WHAT YOU'RE BUYING FOR €3.50:
📄 3 Pages of Pure Chaos (Quality > Quantity is a scam anyway)
👻 The 3-Step Ghost Protocol™ (Patent pending in my imagination)
🏆 Certified Ghost Pro Certificate (Your name in Comic Sans - frame it!)
🍜 Survival Guide (Spoiler: It's mostly instant noodles)
💬 Excuse Generator Templates (For when you resurface)
😂 Immediate Regret (But funny regret)
PERFECT FOR:
- Quarter-life crisis (or mid-life, we don't judge)
- People who peaked at "seen at 2:47 AM"
- Professional procrastinators
- Anyone who's ever wanted to yeet themselves into the void
- Gift for that friend who never texts back
- Yourself at 3 AM when you're making great decisions
WHAT'S ACTUALLY INSIDE:
✓ Step-by-step ghosting instructions (tested on my own life)
✓ Digital detox guide (aka how to delete everything)
✓ Emergency instant noodle diet plan
✓ Auto-reply templates for maximum confusion
✓ Legitimate-looking certificate (as legitimate as Comic Sans gets)
✓ Bonus: Coping mechanisms that don't actually work
WARNING SIDE EFFECTS:
- Uncontrollable laughter (or crying, depends on your mood)
- Sudden urge to actually ghost everyone
- Realization that €3.50 could've bought actual food
- Temporary productivity (from the guilt)
- Permanent knowledge that you bought this
CUSTOMER REVIEWS:
⭐⭐⭐⭐⭐ "I followed this guide and now nobody talks to me. SUCCESS!" - Anonymous Ghost
⭐⭐⭐⭐⭐ "My mom is worried but I'm thriving (I'm not)" - Certified Buyer
⭐⭐⭐⭐⭐ "Better than therapy (it's not, please seek help)" - Some Guy
WHY €4.99?
Because €5 seemed too professional and €4.98 is for cowards. This is the exact price of:
- Not quite a coffee ☕
- 1/3 of a Netflix subscription 📺
- 2.5 instant noodle packs 🍜
- Your last bit of dignity 💀
INSTANT DOWNLOAD INCLUDES:
- 1 PDF (revolutionary, I know)
- 3 Pages (counted them twice to be sure)
- 0 Refund Policy (spent it already, sorry)
- ∞ Bad Life Choices
FROM THE CREATOR OF:
- "The Bullshit Bundle"
- "404: Success Not Found"
- "Procrastination Pro Max"
- Other mistakes available in my store!
MONEY-BACK GUARANTEE:
LOL no. But if you don't laugh at least once, you're probably already dead inside (the PDF still works though).
LEGAL DISCLAIMER:
This PDF is for entertainment purposes only. We're not responsible for actual ghosting, lost friendships, worried parents, or the existential crisis that comes with realizing you spent money on this. Please ghost responsibly.
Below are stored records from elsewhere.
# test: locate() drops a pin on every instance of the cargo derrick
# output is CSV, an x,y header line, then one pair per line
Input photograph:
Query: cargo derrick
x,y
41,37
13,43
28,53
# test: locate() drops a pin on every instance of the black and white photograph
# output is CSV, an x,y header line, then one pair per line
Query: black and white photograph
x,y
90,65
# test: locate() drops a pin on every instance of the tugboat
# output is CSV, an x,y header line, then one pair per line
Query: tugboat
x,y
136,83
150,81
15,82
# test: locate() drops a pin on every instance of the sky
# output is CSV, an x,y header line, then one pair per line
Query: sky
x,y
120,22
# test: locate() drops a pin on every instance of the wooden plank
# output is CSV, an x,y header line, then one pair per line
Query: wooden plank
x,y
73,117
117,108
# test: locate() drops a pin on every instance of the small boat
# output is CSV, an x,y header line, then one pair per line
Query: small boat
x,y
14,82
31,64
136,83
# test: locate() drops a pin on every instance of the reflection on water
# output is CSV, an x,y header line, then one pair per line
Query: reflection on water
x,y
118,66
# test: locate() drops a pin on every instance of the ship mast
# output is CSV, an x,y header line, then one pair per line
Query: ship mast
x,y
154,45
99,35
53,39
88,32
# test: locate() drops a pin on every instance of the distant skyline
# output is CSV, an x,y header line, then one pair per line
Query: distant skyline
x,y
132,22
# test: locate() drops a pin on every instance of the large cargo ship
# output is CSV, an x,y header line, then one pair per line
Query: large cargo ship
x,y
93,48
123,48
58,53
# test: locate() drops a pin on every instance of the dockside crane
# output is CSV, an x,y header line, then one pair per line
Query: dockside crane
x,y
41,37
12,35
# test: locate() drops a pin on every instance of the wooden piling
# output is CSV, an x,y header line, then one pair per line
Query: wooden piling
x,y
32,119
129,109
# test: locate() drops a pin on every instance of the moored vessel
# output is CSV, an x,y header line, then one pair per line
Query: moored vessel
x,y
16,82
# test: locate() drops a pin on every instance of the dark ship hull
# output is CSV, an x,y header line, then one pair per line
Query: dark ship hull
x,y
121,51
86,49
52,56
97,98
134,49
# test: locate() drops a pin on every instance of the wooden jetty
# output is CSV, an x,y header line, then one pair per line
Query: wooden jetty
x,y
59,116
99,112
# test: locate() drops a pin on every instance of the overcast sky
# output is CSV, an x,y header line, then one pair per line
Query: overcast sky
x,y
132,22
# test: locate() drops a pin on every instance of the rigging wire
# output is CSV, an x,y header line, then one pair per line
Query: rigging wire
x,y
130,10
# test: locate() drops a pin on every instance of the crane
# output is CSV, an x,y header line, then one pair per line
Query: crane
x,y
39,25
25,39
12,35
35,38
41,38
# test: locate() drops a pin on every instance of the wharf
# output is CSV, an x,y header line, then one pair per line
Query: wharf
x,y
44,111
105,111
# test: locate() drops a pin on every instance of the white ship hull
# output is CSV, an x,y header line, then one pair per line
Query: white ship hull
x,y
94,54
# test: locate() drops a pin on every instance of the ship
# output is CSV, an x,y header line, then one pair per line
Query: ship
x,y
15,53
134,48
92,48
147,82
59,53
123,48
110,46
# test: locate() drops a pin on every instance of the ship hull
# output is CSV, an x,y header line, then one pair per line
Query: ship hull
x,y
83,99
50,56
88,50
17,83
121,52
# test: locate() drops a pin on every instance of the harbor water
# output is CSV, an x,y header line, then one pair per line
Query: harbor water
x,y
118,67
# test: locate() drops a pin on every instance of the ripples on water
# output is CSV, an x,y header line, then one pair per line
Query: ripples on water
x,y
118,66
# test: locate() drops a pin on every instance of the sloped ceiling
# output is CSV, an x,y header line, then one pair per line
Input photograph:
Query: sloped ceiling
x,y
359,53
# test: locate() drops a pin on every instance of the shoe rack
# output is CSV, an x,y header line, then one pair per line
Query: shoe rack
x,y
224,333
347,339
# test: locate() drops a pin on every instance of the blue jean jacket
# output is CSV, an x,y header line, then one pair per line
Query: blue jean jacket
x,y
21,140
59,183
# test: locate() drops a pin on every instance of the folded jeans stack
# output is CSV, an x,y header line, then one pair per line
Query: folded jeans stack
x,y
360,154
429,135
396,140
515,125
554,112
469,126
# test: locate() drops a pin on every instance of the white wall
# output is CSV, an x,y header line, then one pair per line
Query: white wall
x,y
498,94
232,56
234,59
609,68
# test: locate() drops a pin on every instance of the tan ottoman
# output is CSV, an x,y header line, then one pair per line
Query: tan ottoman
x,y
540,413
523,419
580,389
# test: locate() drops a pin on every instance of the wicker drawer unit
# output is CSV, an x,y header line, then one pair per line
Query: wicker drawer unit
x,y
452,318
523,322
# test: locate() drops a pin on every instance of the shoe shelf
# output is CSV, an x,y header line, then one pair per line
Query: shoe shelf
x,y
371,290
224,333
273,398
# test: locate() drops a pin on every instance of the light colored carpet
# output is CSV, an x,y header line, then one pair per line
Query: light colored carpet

📱 FOLLOW FOR MORE BAD DECISIONS:
@SHITPRODUCTKING everywhere (or don't, I'm not your mom)
INSTANT DOWNLOAD - Because waiting is for people with patience
© 2024 ShitProductKing Industries - "Your Trusted Source for Digital Garbage"
"The ultimate 3-page guide to disappearing from your responsibilities while technically still being alive. Learn professional ghosting techniques, survival strategies, and get a personalized certificate proving you're terrible at life. Perfect for quarter-life crises, burnout, or Tuesday." Tags: funny pdf self help parody ghosting guide digital download humor adulting fails procrastination mental health comedy instant download gag gift File Format: PDF (Comic Sans throughout) File Size: Intentionally bloated to 4.20 MB Delivery: Instant (unlike your life goals) Fertig zum Upload! 👻💩👑 erstellemir diefertige pdf “F*CK YOU FIX: How to Ghost Your Own Life (without dying)” Price: €4.99 | Pages: 3 Tagline: “I made this while ghosting my own responsibilities — ironic, huh?” Content: Step 1: Delete your calendar. Call it “digital detox.” Step 2: Tell no one where you are. Post cryptic X: “gone.” Step 3: Live off instant noodles & regret. Bonus: “Certified Ghost Pro” certificate (with your name in Comic Sans). Cover idea: A blurry selfie of you in a hoodie, face half-covered, holding a “MISSING” poster of yourself.